No lograr sus objetivos y sentir que no puede seguir el ritmo de sus compañeros siempre es una sensación impactante. Pero cuando la competencia va demasiado lejos, puedes ser destruido todo el tiempo y perder cualquier pensamiento positivo. Cualquier señal de que alguien más está más cerca de su objetivo puede darle inmediatamente la tristeza, y eso es muy tóxico para su mentalidad.

Estas amargado

Cuando alguien más tiene éxito, no debes estar tan interesado que el resentimiento te llene y amenace con explotar. No hay razón para estar amargado.
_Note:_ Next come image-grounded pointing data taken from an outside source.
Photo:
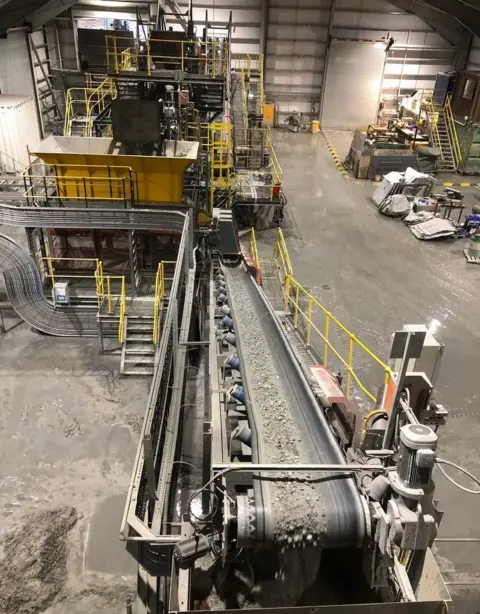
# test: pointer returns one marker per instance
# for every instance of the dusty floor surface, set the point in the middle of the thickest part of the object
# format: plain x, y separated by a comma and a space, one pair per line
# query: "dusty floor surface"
375, 276
69, 427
La vida no distribuye grandes recompensas: más personas pueden lograr resultados similares si se dedican al trabajo y al esfuerzo.

Quieres rendirte

Si ver a otras personas hacerlo bien en la vida hace que quieras renunciar a tus objetivos, o si tu espíritu competitivo se traduce en un mal equilibrio entre el trabajo y la vida privada y te quema, ese impulso a la competencia podría arruinar tus posibilidades de éxito. Aprender de los resultados de los demás es mejor que siempre tratar de vencerlos.

Reflexiones finales sobre cómo ser competitivo a veces puede ser algo malo

Ser competitivo a menudo puede ser una gran cosa. Pero como todos los otros rasgos, no tienes que llevarlo a extremos. Saber cuándo y dónde puede volar su bandera competitiva es esencial para mantener una competencia saludable. Siempre puedes tener tu espíritu competitivo en llamas. Pero aprenda a dirigirlo en los canales y canales correctos. Entonces le traerá buenos resultados, no malos.